Designer Andy Stinson showcasing high-end clothes at Taylor Richards & Conger

Andy Stinson has an unconventional view of style, a mix of a throwback to Hollywood's most glamorous days and an ironclad expectation that the U.S. can once again be at the forefront of clothing design and production.

Friday and Saturday, he's showcasing his clothing lines for men and women at Taylor Richards & Conger, the upscale clothing store at Philips Place. He'll be showing off the clothes between 11 a.m. and 6 p.m. both days, along with wines from his personal collection.

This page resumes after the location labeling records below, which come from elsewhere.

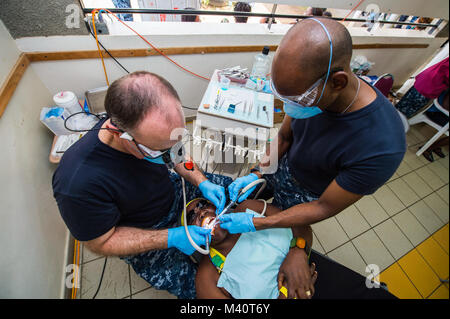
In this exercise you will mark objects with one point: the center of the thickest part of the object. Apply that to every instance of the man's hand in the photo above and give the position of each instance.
(296, 275)
(214, 193)
(177, 237)
(240, 183)
(237, 223)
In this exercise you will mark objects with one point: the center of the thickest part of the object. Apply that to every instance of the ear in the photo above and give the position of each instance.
(112, 128)
(339, 80)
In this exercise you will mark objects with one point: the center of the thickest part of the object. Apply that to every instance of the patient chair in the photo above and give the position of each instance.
(422, 117)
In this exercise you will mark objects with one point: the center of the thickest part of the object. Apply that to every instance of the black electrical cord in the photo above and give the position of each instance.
(101, 279)
(190, 108)
(106, 50)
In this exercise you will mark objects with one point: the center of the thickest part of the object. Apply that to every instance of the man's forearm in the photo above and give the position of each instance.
(299, 215)
(131, 241)
(195, 177)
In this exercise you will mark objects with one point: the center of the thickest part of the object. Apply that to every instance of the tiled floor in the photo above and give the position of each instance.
(402, 228)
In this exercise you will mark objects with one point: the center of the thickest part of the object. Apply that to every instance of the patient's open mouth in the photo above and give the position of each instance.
(207, 223)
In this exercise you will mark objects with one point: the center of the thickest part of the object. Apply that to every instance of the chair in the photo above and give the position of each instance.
(421, 117)
(384, 84)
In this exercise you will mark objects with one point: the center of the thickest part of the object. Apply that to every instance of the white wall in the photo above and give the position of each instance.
(33, 237)
(80, 75)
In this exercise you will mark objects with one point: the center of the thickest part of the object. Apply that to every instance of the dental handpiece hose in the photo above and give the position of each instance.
(241, 192)
(197, 247)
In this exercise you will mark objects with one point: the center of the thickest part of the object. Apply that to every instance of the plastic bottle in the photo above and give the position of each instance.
(261, 65)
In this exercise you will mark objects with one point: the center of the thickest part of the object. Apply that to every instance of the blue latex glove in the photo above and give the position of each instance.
(177, 238)
(240, 183)
(237, 223)
(214, 193)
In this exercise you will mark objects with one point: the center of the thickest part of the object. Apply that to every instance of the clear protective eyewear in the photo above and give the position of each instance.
(176, 152)
(308, 98)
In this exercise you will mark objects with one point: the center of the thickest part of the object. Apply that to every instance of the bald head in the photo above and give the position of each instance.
(303, 54)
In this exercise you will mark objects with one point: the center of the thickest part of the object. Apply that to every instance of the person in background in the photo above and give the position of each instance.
(123, 4)
(423, 20)
(190, 17)
(429, 84)
(242, 7)
(314, 12)
(361, 67)
(266, 20)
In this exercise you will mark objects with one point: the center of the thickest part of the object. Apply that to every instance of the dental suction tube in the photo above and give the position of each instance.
(197, 247)
(243, 191)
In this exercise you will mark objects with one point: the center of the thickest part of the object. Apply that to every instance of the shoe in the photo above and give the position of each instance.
(438, 152)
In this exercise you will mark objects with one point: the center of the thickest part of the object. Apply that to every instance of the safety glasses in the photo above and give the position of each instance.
(309, 97)
(306, 99)
(148, 152)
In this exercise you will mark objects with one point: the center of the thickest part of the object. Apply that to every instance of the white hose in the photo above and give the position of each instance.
(245, 189)
(197, 247)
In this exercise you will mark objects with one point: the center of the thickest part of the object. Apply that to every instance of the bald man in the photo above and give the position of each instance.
(341, 138)
(116, 194)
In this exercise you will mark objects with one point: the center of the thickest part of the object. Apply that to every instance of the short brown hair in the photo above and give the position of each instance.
(132, 96)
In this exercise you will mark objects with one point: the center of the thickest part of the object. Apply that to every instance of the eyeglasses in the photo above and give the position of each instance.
(306, 99)
(177, 150)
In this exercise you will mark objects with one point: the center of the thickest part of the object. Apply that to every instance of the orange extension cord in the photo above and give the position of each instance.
(145, 40)
(76, 261)
(95, 11)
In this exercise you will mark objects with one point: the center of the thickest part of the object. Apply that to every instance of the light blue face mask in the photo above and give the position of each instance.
(298, 112)
(301, 112)
(156, 160)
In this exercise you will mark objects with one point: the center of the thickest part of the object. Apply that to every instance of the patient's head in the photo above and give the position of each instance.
(201, 212)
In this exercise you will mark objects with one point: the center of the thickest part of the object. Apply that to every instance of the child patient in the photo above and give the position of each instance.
(243, 265)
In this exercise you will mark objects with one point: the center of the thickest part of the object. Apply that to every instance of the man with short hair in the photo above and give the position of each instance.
(116, 195)
(190, 17)
(242, 7)
(341, 139)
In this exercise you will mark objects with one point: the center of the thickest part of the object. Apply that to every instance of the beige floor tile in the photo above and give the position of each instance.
(439, 207)
(330, 234)
(413, 160)
(393, 177)
(152, 293)
(352, 221)
(439, 170)
(444, 193)
(411, 227)
(426, 216)
(116, 279)
(405, 193)
(348, 256)
(403, 169)
(444, 162)
(372, 250)
(317, 246)
(430, 177)
(88, 255)
(371, 210)
(388, 200)
(137, 282)
(393, 238)
(417, 184)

"I started it about pants," said Stinson, whose bespoke brand is only about 1 1/2 years old. "I have this point of view about pants that I really like. It's this 1940s view." Stinson's pants feature a Hollywood waistband, in which there is no separate piece of material sewn on to create the waistband. Think suits that you saw the

That leads to pants that ride high, with a full cut, that elongate a man's legs. The thin belt and high waist minimizes the man's waist, Stinson said - which is often not a man's most flattering feature.

"The cut of it was designed to make a man look somewhat like a Greek god," said Stinson. His clothes are also firmly in the "dandy" mode, with bright colors and bold designs.

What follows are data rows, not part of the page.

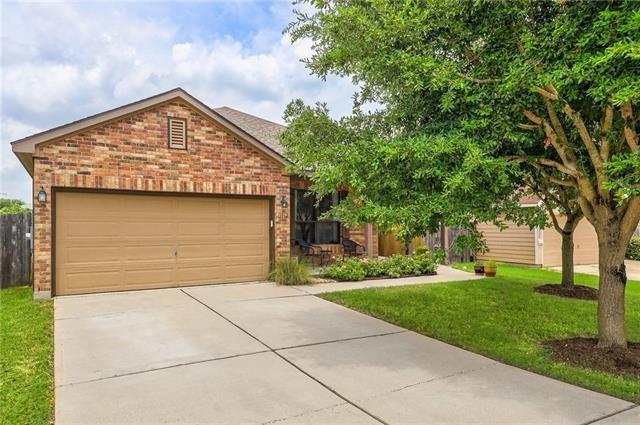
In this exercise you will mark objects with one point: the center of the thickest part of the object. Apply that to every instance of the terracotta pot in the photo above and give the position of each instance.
(490, 271)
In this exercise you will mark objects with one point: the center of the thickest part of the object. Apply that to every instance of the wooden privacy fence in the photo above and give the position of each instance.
(15, 249)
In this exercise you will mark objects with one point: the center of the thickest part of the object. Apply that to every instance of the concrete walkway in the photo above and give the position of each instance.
(633, 269)
(258, 353)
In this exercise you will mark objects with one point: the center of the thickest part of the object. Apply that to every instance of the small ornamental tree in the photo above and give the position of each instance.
(473, 95)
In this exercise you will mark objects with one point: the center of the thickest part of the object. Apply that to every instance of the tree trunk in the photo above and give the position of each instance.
(613, 280)
(567, 260)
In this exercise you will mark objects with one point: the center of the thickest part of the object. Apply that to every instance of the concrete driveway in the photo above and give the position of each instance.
(257, 353)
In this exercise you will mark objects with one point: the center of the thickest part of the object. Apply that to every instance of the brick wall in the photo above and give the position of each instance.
(133, 154)
(358, 234)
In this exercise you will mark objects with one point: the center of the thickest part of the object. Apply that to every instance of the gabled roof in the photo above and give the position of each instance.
(268, 132)
(253, 130)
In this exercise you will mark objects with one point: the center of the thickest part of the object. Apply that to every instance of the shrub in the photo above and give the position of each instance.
(633, 250)
(346, 269)
(421, 250)
(290, 271)
(394, 266)
(424, 264)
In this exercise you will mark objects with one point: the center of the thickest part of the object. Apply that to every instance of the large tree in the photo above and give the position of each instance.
(552, 85)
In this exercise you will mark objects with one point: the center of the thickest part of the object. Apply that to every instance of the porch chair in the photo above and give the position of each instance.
(352, 249)
(313, 251)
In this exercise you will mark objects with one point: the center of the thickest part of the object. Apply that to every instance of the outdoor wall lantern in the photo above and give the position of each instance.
(42, 195)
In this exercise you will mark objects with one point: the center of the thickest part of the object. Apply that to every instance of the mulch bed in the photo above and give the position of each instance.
(580, 292)
(583, 352)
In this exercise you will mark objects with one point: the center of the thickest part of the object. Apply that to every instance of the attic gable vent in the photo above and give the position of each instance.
(177, 133)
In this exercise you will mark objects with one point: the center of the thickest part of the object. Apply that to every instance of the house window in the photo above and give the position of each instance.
(308, 226)
(177, 133)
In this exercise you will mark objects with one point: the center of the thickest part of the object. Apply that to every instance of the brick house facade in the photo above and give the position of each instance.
(127, 150)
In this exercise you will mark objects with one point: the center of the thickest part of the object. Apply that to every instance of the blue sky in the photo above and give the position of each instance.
(61, 61)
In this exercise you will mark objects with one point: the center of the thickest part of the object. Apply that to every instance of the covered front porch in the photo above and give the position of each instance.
(329, 239)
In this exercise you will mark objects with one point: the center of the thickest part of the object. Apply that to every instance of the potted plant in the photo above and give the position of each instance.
(490, 268)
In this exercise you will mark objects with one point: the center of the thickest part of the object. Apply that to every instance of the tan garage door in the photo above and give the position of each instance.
(114, 242)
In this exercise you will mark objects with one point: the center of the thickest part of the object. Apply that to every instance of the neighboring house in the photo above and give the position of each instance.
(519, 244)
(166, 192)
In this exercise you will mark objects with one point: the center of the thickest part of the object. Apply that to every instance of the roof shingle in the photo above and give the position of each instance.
(268, 132)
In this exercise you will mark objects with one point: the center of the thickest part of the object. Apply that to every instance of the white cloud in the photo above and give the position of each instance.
(65, 61)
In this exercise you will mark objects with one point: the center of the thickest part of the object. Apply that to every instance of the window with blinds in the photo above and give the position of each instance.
(177, 133)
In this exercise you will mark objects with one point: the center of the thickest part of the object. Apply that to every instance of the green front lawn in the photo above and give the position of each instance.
(26, 357)
(504, 319)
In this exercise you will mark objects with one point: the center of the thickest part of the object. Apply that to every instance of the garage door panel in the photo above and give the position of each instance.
(91, 254)
(142, 276)
(192, 275)
(245, 249)
(244, 229)
(83, 283)
(88, 229)
(109, 242)
(203, 250)
(200, 228)
(148, 253)
(148, 229)
(245, 272)
(150, 206)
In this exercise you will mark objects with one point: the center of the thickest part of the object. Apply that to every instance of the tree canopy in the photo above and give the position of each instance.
(476, 98)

"It's a throwback to those great looking things in the '40s when men almost had these flamboyant fashions," said Stinson. "It had fabulous colors. There was a daring sense of color, the pattern motifs were large."

The look eventually faded after it became exaggerated and turned into a zoot suit, Stinson said.

TRC Style, Taylor Richards & Conger's blog, says Stinson's clothes have a uniquely old-school atmosphere: "A range of unique details such as exterior brace buttons, Hollywood waistbands and D-ring side tabs give his collection a nostalgic feel not to be found elsewhere."

The price tag on his made-in-America pants, Stinson's signature item, ranges from $650 to $2,000. He also has alligator belts handmade by an artisan in Florida, and hand-enameled cuff links made by a mother-daughter team in Atlantic City. The collection also includes shirts, ties, and pocket squares.

Made-in-America products are central to Stinson's vision. "Americans make great things," said Stinson. "Every bit as good as what comes out of Italy and Europe."